Back in the summer, I was replacing the floor pans in a 1964 Fairlane. I had bought repop pans, but they were very poor quality, so I decided to fabricate my own.

I ordered a Woodward Fab bead roller, but it was too flimsy to roll 18 ga mild steel without a lot of deflection, and very awkward to use with the hand crank.




I stripped the frame and welded stiffening gussets to the back to strengthen it.




Then I fabricated a stand to mount it on.




I replaced the crank with a sprocket and chain running to a gear reduction box that I had found at a yard sale. I attached a Harbor Freight drill to power it. The drill plugs into an outlet box on back of the stand. The outlet box plugs into a wall outlet, and is switched through a foot pedal. 




I lock the trigger on the drill, and can use both hands to guide the sheet metal through the rollers. I can also reverse it with the drill....

It works pretty well... and the floor pans turned out pretty decent.


----------



## BGHansen (Dec 18, 2016)

682bear said:


> Back in the summer, I was replacing the floor pans in a 1964 Fairlane. I had bought repop pans, but they were very poor quality, so I decided to fabricate my own.
> 
> I ordered a Woodward Fab bead roller, but it was too flimsy to roll 18 ga mild steel without a lot of deflection, and very awkward to use with the hand crank.
> 
> ...


Great work!  I made a road trip to Woodward Fab a couple of weeks ago, scary place to go!  They have a very nice demo area where you can try out most of their offerings.  I went with intentions of buying one item, left with two.  Almost left with a shrinker/stretcher after playing with them.

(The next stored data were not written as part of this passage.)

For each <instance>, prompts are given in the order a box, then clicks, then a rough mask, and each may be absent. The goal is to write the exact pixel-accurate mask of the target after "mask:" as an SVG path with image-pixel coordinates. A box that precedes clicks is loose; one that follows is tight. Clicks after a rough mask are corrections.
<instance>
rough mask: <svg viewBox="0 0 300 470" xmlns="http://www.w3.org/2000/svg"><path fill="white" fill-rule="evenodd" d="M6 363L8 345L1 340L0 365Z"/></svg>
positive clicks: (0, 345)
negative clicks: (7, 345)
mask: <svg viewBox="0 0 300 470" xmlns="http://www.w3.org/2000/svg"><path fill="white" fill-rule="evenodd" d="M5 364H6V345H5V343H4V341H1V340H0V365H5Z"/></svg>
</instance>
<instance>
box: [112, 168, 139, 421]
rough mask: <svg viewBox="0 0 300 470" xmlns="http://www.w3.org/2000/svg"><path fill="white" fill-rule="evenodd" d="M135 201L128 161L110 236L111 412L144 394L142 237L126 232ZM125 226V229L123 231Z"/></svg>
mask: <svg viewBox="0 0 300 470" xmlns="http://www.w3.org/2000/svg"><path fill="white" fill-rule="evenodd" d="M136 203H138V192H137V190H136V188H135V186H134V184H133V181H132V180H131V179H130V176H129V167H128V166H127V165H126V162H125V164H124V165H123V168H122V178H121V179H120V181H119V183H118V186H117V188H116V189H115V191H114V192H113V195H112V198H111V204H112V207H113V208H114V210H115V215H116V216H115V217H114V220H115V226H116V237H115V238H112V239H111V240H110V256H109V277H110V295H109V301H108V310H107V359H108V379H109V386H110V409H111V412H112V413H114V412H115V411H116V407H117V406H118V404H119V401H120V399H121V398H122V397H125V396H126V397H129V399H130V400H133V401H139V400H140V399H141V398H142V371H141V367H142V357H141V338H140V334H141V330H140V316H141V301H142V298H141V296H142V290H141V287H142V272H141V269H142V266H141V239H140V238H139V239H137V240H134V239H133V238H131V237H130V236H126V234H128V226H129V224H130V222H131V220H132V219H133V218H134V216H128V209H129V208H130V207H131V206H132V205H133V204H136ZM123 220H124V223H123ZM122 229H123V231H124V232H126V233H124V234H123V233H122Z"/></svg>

I'm assuming the foot switch is a dead man's set up.  Step on for power, step off to stop; nice thought.  I've got the HF version of their bead roller and find the manual handle a hassle also.  Thanks for the idea for amping it up!

Bruce


----------



## 682bear (Dec 18, 2016)

You are correct about the pedal... even with the speed reduction between the gearbox and the reduction with the sprockets, it still runs fairly quickly... with the pedal, I can 'bump' it through as slowly as I need to.


----------